In $\mathbb{R}^3$, $dB=0$ implies $B=dA$ by Poincaré's lemma. In vector terms, this means that $\nabla\cdot B=0$ implies $B=\nabla \times A$.
However, by Helmholtz decomposition we have $B=\nabla \times C+\nabla \phi$ and the condition $\nabla\cdot B=0$ does not force $\phi=0$ but rather $\nabla^2\phi=0$.
I am not sure how to reconcile Poincaré with Helmholtz.
A divergence-free vector field must be a curl or could it be a curl plus the gradient of a harmonic function?
Just to expand on Cave Johnson's comment, note that if $\mathbf{A}$ is such that $\mathbf{B}=\nabla\times \mathbf{A}$, the for any scalar $\chi$, the vector field $\mathbf{A}'=\mathbf{A}+\nabla \chi$ also has $\mathbf{B}=\nabla \times \mathbf{A'}$. Physcists (and nowadays mathematicians too) call the transformations $\mathbf{A}\to \mathbf{A'}=\mathbf{A}+\nabla \chi$ a gauge transformation and the vector field $\mathbf{B}$ (magnetic field) is gauge invariant.

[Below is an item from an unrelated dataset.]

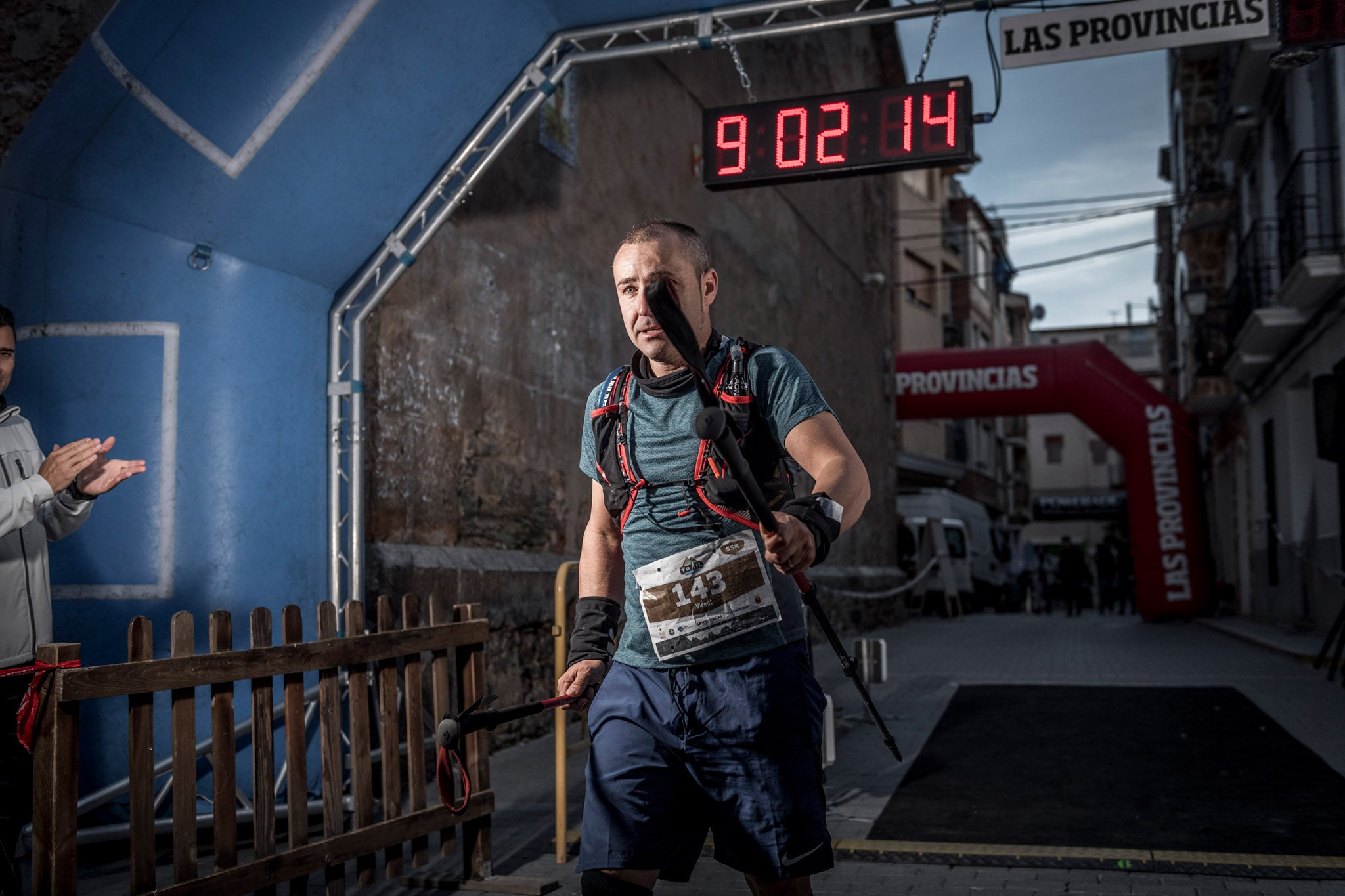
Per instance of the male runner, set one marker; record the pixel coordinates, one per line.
(709, 716)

Now about Helmholtz decompositions. Suppose $\mathbf{B}=\nabla \times \mathbf{C}+\nabla \phi$. Suppose there exists scalar field $f$ and a vector field $\mathbf{F}$ such that $$ \nabla f = \nabla\times \mathbf{F} $$ Then $\mathbf{C}'=\mathbf{C}+\mathbf{F}$ and $\phi'=\phi-f$ also satisfies $\mathbf{B}=\nabla \times \mathbf{C}'+\nabla \phi'$. If the above condition holds, than clearly $\nabla^2 f=0$ and $f$ is harmonic. Conversely, as Cave Johnson mentions, if $f$ is a harmonic function, then $\nabla f =\nabla\times \mathbf{F}$ for some vector field $\mathbf{F}$. The proof of this is Poincare lemma and is exactly the reconciliation you are looking for between Poincare lemma and Helmholtz decomposition.
Combining all of this together, for any harmonic function $f$, with some $\mathbf{F}$ such that $\nabla f = \nabla \times \mathbf{F}$, and any arbitrary scalar field $g$, the (gauge?) transformations $$ \mathbf{C}\to \mathbf{C}'=\mathbf{C}+\nabla g +\mathbf{F}, \quad \phi\to \phi'=\phi-f $$ yield all possible different Helmholtz decompositions of $\mathbf{B}$.